Signed, Budgetless Librarian
Hi, Budgetless Librarian
I can only imagine what it feels like to not have a budget. I was always blessed to work in a district where central office provided per pupil book budgets that could only be used for books in the library. It was amazing. Of course, I never felt like it was enough. But, after I heard the stories of librarians from other districts who had no book budget, I was thankful for what I got.

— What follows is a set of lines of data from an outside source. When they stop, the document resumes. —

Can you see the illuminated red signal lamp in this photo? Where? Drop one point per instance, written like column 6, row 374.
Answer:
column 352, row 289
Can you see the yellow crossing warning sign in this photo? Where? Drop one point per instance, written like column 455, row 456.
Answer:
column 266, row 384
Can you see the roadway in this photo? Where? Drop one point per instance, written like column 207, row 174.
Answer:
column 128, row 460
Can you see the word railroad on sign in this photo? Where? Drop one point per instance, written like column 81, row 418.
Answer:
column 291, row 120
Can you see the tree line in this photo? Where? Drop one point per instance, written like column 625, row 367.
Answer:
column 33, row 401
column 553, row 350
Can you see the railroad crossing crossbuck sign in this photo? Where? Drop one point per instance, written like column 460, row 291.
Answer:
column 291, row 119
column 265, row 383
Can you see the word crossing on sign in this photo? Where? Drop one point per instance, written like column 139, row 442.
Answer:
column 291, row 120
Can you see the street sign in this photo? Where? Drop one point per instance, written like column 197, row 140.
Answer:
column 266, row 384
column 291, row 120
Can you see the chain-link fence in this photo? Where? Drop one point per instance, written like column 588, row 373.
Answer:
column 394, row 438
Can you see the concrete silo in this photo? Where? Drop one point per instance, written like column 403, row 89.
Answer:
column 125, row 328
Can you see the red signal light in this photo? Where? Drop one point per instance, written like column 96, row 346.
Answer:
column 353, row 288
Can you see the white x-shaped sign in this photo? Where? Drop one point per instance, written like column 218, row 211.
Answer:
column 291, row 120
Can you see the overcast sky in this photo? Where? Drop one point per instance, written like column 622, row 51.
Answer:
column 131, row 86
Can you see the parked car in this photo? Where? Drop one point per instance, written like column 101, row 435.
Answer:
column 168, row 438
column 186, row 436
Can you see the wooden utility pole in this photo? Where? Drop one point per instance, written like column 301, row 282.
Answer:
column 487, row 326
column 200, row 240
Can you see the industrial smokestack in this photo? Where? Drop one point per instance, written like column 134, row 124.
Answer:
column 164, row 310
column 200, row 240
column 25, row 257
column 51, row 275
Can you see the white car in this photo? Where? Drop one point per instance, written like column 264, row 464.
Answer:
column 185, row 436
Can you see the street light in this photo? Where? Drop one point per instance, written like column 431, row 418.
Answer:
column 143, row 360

Two things immediately come to mind. 1) Get more money and 2) Find some freebies. Let’s do a quick overview of these.
Find some money.
This can mean a lot of things. Depending on your administration or school board, it could be as simple as running a collection analysis and surveying your teachers and students about their needs. If you can show a true academic need, you may raise awareness that you need a book budget for collection development. You can look for some guidance on this by reading To Weed or Not to Weed That is a HUGE question! Or by listening to Esmeralda Majors’ podcast interview where she talks about building a collection that reflects your student body.
It could mean writing a grant. I’ll admit the first few times I wrote a grant I was not successful. But after a while I got the hang of it and was awarded several grants during my time in the library. Some things I learned include getting straight to the point. The person evaluating the grant is looking to see how well your plan matches what the grant wants to fund. So, if you make it to “flowery” they may never be able to see the great match your ideas to what they are funding. If you make it too long, they can be so lost in your words that they never see where you answer the question asked by the grant. I also learned to set up the body of my grant in the same order as the scoring rubric and to match the words they use in the scoring rubric. That way there is no doubt that you are a great match! There’s a lot more tips I could share, but that will need to be another post.
Perma-Bound has a great grant search tool you can use for free. https://www.perma-bound.com/grants-and-funding/
You can do other things to raise money like have a fundraiser like a book fair or use something like Mackin Funds https://www.mackinfunds.com/ where 100% of your donation goes to your library.
The other idea is to find some freebies and believe it or not, there are actually some free things out there!
Be careful with taking donations from the general public. Be sure you have something in your collection development policy about donations. You don’t want to be stuck with a pile of books that you don’t know what to do with. Search online and you should find some good examples to model your policy after.
If eBooks are acceptable to you (and I hope they are) then you have several options to go with. Start a collection of resources on your library website or find a platform like MackinVIA that will give you a single sign-on option. One login and the students will have access to everything you gather for them. They offer a little starter set of ebooks when you first sign up for the service. But, from then on it’s up to you to grow the collection. Be sure to look at the promotions on the admin side of their portal. There are always free eBooks and things to add to your collection.
Some links you might want to consider adding are:
Your public library. Do your students have public library cards? If so they can access the digital resources there.